After being separated from Max Penalva for nearly three years, Garcia decided to come to Minneapolis to live, arriving in October, so he could reunited with his friend and they could start up their act again.

In talking to Max Penalva and Garcia, you can tell they've been friends for a long time in the way they laugh at the same things.

Watching them juggle, it's apparent they have fun performing together, as they smile while trying different tricks. Shayne said after being separated for so long, her husband and their friend have been relishing time to perform together.

Starting up in a new place Yes, Garcia and Max Penalva say, Minnesota is cold and totally different from their previous homes, but they like living here. "It's cold, but interesting," Garcia said. "I want to explore."

Max Penalva called the snow "romantic," as his wife chuckled skeptically.

Max Penalva said performing here presents new challenges.

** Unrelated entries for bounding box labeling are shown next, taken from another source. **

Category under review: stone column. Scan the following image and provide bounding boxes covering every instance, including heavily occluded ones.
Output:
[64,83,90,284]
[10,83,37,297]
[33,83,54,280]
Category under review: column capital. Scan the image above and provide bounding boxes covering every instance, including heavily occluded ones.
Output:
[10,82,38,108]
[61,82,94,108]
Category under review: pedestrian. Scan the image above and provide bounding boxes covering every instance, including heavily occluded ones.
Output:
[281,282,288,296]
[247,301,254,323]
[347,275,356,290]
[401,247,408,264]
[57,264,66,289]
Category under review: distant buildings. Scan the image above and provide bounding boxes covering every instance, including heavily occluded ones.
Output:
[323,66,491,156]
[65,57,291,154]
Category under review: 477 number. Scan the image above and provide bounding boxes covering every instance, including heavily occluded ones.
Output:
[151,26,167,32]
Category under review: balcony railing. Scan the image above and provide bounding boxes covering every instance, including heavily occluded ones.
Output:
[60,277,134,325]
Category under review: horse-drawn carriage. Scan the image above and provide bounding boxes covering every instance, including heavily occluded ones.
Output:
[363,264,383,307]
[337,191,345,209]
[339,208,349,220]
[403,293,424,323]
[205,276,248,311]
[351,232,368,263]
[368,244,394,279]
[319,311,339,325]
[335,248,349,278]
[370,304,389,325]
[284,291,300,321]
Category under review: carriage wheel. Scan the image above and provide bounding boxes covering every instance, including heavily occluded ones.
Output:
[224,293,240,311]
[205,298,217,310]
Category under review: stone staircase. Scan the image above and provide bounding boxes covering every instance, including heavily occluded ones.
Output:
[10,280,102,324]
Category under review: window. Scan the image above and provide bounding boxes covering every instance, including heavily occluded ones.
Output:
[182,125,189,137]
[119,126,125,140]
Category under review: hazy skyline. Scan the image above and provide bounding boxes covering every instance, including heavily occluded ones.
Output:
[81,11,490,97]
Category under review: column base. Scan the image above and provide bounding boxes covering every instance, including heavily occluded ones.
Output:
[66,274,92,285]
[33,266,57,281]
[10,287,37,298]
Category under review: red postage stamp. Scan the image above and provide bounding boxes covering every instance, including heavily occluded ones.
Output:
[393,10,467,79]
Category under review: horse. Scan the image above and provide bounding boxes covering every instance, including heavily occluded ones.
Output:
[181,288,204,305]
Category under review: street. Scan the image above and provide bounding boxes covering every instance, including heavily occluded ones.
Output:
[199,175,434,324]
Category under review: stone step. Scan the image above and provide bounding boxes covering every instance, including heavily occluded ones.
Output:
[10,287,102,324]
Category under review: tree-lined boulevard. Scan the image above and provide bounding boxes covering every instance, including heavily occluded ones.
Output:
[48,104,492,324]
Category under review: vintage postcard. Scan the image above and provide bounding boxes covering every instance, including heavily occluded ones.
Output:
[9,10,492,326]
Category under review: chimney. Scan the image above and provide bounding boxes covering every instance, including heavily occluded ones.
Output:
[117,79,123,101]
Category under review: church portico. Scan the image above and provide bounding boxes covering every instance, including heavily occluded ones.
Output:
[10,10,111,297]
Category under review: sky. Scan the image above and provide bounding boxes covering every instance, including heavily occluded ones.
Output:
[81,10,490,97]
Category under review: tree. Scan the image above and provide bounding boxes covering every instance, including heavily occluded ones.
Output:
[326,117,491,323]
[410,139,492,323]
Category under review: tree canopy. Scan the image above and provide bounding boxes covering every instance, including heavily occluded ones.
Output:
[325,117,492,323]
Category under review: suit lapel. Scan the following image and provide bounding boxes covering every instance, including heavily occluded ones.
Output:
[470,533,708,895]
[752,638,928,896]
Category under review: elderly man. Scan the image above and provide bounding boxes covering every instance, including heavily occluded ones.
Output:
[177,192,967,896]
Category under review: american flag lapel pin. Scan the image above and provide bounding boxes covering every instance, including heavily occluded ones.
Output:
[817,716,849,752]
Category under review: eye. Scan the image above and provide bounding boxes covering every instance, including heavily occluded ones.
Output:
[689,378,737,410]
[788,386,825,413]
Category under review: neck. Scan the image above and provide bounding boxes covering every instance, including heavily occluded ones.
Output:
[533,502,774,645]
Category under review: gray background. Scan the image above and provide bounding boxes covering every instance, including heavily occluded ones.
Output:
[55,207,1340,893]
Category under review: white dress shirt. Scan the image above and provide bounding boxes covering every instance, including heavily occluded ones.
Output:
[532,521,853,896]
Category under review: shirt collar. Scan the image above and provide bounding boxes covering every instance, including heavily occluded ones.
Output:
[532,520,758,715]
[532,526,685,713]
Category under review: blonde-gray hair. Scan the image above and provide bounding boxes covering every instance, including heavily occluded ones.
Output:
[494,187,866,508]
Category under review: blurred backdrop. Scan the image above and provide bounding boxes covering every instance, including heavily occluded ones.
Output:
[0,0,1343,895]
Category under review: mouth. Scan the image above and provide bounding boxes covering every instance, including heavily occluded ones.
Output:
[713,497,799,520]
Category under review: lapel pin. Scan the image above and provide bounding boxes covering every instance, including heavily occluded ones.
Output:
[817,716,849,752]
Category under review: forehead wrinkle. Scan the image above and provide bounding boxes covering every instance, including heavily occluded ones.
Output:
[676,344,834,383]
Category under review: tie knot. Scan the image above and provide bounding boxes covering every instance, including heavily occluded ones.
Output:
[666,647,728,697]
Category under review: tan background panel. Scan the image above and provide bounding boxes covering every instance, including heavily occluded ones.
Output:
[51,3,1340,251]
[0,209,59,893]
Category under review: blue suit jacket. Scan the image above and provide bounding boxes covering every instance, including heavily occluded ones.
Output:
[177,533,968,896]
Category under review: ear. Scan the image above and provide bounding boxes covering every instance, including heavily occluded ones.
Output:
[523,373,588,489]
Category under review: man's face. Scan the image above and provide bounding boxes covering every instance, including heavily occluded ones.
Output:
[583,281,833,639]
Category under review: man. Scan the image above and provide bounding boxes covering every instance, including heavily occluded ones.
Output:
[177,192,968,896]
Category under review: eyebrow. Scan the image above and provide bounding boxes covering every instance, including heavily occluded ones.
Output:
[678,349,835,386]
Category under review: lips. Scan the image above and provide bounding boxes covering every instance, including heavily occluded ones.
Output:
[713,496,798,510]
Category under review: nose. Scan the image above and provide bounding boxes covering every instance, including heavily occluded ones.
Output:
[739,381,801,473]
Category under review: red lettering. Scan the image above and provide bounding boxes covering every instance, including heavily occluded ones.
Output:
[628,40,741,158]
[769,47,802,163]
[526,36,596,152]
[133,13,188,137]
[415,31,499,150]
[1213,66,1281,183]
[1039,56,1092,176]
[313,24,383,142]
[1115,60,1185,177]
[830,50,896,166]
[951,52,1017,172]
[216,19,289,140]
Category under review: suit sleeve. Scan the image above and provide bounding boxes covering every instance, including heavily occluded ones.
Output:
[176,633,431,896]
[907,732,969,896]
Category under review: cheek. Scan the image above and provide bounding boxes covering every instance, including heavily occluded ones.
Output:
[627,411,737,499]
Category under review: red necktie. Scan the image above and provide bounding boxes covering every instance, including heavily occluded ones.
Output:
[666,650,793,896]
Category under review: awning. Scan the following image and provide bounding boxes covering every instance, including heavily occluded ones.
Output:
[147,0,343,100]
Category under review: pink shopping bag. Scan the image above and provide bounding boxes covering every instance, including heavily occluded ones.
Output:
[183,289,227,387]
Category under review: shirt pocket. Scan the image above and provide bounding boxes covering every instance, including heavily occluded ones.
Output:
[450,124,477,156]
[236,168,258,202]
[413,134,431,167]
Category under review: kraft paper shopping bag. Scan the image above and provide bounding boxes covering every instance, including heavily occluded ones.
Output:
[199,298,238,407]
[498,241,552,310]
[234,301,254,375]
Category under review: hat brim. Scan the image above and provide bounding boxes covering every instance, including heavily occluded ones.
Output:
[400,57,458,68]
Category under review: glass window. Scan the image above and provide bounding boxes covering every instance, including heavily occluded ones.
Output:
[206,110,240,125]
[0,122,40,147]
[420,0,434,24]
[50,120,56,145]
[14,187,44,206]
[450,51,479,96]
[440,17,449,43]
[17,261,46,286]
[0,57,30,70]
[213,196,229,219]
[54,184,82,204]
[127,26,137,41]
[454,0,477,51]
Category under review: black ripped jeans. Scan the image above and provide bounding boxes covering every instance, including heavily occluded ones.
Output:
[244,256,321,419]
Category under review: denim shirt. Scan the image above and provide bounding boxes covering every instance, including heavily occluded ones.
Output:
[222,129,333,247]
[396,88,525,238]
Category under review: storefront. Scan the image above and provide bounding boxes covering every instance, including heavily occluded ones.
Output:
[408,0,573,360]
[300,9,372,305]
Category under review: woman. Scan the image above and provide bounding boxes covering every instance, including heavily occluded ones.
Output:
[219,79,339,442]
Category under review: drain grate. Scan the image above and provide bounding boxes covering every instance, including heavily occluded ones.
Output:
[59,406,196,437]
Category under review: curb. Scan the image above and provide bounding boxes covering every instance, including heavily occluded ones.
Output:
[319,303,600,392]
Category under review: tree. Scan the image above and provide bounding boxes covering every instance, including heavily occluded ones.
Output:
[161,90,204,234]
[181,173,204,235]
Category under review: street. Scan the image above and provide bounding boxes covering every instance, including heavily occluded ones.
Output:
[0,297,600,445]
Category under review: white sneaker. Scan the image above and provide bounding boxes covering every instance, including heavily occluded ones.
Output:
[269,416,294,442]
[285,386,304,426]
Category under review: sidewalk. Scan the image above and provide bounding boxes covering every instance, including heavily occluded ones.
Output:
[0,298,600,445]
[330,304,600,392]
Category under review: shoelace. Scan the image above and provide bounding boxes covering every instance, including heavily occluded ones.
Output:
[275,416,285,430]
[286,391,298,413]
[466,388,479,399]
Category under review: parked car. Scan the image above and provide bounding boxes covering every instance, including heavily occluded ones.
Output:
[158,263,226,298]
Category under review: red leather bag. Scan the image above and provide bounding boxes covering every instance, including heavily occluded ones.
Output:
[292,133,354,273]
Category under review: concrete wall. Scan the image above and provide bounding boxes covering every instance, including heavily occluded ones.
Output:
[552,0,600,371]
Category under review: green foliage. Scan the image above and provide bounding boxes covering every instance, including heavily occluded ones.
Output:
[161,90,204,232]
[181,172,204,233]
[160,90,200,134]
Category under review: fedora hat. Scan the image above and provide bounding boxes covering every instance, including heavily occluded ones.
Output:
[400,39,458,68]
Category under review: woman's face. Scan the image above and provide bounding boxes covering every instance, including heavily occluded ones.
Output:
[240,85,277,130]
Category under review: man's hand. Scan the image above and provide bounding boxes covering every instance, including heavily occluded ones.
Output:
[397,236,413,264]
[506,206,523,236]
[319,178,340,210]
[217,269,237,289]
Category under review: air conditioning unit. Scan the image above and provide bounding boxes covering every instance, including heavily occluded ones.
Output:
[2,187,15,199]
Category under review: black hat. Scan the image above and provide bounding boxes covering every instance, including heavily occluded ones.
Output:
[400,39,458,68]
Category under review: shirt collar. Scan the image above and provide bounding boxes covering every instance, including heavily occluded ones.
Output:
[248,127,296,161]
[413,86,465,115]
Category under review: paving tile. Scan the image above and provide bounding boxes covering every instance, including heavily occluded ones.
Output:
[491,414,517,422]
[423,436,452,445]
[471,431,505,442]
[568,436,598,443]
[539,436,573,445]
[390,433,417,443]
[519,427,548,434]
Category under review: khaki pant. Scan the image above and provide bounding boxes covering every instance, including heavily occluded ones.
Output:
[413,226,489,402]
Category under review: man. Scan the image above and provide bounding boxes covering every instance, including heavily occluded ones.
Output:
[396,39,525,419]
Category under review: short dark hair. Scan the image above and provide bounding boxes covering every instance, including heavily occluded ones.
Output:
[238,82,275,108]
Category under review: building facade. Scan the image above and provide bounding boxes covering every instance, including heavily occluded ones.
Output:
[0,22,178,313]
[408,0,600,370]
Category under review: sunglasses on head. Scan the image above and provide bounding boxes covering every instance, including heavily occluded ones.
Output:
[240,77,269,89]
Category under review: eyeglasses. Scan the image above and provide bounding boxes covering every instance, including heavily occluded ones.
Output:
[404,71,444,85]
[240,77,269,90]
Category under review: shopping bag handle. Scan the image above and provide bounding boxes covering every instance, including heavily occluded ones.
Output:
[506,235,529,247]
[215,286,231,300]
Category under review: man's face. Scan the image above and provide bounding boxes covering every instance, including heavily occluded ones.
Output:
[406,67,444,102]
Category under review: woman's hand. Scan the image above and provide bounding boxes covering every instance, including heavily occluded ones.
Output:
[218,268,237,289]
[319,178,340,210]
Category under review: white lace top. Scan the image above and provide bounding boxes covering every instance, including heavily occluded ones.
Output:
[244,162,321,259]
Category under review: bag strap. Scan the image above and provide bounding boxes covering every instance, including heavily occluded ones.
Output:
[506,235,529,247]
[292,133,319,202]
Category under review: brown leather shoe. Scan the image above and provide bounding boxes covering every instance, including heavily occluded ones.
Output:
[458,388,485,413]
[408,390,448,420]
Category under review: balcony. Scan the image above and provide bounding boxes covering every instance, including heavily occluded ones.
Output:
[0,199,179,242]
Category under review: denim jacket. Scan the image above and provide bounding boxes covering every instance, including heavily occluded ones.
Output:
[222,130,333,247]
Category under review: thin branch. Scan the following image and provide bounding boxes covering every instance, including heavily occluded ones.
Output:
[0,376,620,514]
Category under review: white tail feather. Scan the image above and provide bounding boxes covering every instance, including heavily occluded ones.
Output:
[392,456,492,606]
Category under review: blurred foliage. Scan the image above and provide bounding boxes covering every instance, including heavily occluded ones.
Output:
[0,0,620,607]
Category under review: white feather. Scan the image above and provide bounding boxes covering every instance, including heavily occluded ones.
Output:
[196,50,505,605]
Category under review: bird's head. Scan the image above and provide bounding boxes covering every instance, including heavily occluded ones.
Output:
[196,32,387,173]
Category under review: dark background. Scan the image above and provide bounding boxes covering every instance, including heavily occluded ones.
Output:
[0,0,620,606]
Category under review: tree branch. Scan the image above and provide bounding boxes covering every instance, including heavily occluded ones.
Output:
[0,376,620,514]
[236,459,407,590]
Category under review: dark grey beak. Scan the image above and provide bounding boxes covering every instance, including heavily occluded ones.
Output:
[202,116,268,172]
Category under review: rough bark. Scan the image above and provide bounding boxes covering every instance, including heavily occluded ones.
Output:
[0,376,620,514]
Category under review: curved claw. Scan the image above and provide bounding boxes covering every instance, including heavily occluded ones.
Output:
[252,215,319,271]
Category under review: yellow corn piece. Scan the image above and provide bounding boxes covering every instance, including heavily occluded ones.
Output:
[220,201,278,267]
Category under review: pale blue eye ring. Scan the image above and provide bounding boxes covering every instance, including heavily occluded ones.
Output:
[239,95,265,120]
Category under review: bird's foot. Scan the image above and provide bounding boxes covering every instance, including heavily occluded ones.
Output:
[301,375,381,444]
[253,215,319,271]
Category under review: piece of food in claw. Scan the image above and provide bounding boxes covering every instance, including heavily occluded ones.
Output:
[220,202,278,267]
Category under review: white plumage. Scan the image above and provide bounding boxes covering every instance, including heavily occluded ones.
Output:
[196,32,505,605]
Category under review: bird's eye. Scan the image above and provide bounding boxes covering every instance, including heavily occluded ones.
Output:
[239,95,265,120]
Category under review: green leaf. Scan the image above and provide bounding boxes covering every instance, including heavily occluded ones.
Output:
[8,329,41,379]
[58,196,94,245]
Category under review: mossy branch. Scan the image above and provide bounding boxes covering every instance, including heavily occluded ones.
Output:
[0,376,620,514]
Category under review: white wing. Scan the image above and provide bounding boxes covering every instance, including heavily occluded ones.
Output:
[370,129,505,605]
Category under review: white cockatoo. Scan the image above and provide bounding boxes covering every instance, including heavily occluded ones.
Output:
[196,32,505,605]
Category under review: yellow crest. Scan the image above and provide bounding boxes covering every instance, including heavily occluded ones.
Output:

He said he's needed permission to perform at places such as the State Fair.

Shayne Penalva said street performers are subject to panhandling laws if they put out a hat to ask for money from their audience. She said he was kicked out of the Uptown Art Fair one year for doing just that.

But bureaucracy aside, Max Penalva said he has enjoyed Minnesota crowds. He said his performance last spring at the Stone Arch Festival was a great success. "The people are very hyper here," he said of the crowd. "They want more."

Max Penalva said the duo's goal is to be able to make a living performing in the United States. "I want to work at Lollapalooza and see Jane's Addiction," he said.

But until they're able to successfully launch their U.S. performing career, both men work at Marshall Field's Marketplace, 11th Street and Nicollet Mall, when they're not training.

The jugglers practiced in their front yard when the weather was still accommodating, but since it has grown colder, they lacks a practice space. They said it's been tough to find a training space that allows the allowing controlled use of fire.